Because The A.V. Club knows that TV shows keep going even if we’re not writing at length about them, we’re experimenting with discussion posts. For certain shows, one of our TV writers will publish some brief thoughts about the latest episode, and open the comments for readers to share theirs.
- Good news: The Bachelorette has cast its first bachelorette of color! With the news hot on the presses earlier today, I assumed Rachel Lindsay would be “saying goodbye” this episode—why else make the announcement? But Nick sends Danielle and Kristina home, leaving us to ponder ABC’s fathomless publicity strategies.
- But nothing could distract from the amount of tears shed by Bachelor Nick this episode. Maybe the years-long dedication to the “process” of The Bachelor franchise has worn his defenses down to the quick, because it takes nothing at all to set Nick off into great moping or great crying.
- While Vanessa is on her date in a new tropical paradise that looks just like the old tropical paradise, Corinne and Rachel chat on the couch about Vanessa getting a one-on-one. I can only assume the producers force these unnatural pairings on the contestants. Corinne might be oblivious to the effect she has on the people around her, but it’s hard to imagine Rachel would naturally gravitate to the couch for some gabbing with Corinne. But it’s worth it for Corinne to somehow disparage Vanessa’s profession of special-needs teacher. “Pretty pretty perfect,” Corinne calls Vanessa.

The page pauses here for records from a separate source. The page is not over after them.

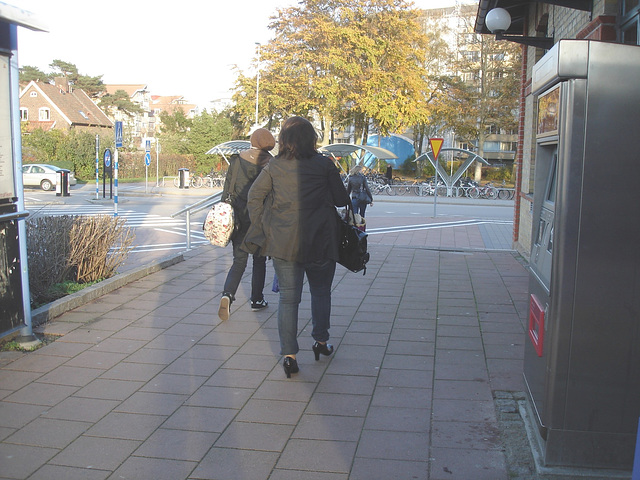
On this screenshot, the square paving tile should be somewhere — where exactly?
[4,418,91,449]
[349,458,428,480]
[0,443,58,479]
[357,430,429,462]
[136,428,219,462]
[277,439,357,472]
[87,412,167,440]
[216,422,293,452]
[162,406,238,433]
[112,457,197,480]
[238,400,307,425]
[189,447,279,480]
[49,435,140,470]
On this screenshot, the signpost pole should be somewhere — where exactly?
[96,135,100,200]
[429,138,444,217]
[113,122,122,217]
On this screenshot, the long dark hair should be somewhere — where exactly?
[278,117,318,158]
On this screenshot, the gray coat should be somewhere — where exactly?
[245,154,349,263]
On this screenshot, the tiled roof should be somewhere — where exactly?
[105,83,147,97]
[35,82,113,127]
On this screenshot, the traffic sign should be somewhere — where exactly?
[116,122,122,148]
[429,138,444,160]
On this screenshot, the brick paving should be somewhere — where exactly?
[0,218,528,480]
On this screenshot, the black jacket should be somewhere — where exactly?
[245,154,349,263]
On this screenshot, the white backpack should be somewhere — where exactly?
[202,202,235,247]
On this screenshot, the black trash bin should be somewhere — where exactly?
[56,169,71,197]
[178,168,189,188]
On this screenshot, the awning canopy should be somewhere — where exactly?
[207,140,251,156]
[207,140,251,165]
[320,143,398,160]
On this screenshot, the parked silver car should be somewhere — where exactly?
[22,163,76,191]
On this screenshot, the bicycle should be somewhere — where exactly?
[468,182,498,200]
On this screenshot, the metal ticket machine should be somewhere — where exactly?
[524,40,640,470]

- Nick’s response after Vanessa says she’s falling in love with him highlights the kind of verbal backflips it takes to successfully string along so many women (or men) at once. Last season’s Ben handled this sort of thing much more eloquently, focusing on the feelings he did feel in these situations instead of what he couldn’t say. I have no doubt Nick is honest and heartfelt with his response to Venessa, but it lacked tact.

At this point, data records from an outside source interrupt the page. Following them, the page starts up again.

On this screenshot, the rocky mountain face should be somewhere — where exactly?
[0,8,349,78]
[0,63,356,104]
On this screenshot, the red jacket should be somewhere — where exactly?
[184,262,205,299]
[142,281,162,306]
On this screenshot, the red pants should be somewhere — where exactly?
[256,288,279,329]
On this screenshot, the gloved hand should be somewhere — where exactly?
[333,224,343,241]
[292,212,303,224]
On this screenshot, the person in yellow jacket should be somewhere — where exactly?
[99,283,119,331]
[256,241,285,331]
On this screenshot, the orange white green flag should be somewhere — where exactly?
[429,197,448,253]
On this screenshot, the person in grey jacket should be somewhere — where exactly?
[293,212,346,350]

- Sunscreen becomes an unlikely medium for Nick to show more lack of tact, as he gets really touchy with Kristina in front of Corinne and Raven. His weird touching is more interesting than the faux-shark set piece.
- Later that day, Nick cries and Kristina just sort of looks on. She is too good for him. Raven tells Nick about her father’s cancer diagnosis and why she moved back home, and Nick’s eyes glaze over. Nick may be confused but one thing is clear: Vanessa, Rachel, Kristina, and Raven are all too good for Nick. I haven’t seen as much Danielle but I’d guess she’s also too good for him. Nothing against Nick—he’s fine—but the caliber of (most of the) women here just exceeds his.
- Another acoustic artist performs thanks to the magic of corporate synergy.
- “You’re fun to have fun with.” That’s like defining a word in the dictionary by using the same word. Danielle seems too chill for this whole scenario, like she knows she should make a more dramatic character than she does but can’t quite bring herself to give more of a fuck. She’s not a strong personality, which isn’t great for the show but, you know, in the rest of the world probably just translates to being more grounded than dramatic.
- And finally, the Corinne moment we’ve all been waiting for: The platinum vajeen. “I know how to turn on the sex charm.” “I know how to make a man feel good.” “My heart is gold, but my vajeen is platinum.” With that in mind, Corinne attempts to fuck Nick but he refuses. “Very tempting,” he says, “But always best to wait in these instances. Don’t feel bad.” Side note: Correct spelling? I obviously went for “vajeen” but I’m open to arguments for other spellings.
- There is a script for getting dumped on The Bachelor. The contestant is meekly accepting of the bachelor’s decision, allowing him to “walk her out.” They still hold hands for this walking-out, which is odd. She says something like “I hope you find what you’re looking for” or “Best of luck to you”—there are several options to choose from—and the bachelor looks wistfully at her departing SUV. Kristina does not stick to the script, and I love her for it. “You didn’t give me a fair chance,” she says, dry-eyed, while Nick is, as usual, blubbering. Nick has lately been deploying a sneaky reverse-psychology where he acts the victim for doing the dumping, tricking the woman into comforting him. This tactic does not work on Kristina. May god give all the souls being dumped her steeliness.
- The best stinger of all Bachelordom is Raven and Kristina stacking cheese cubs on Corinne’s sleeping head.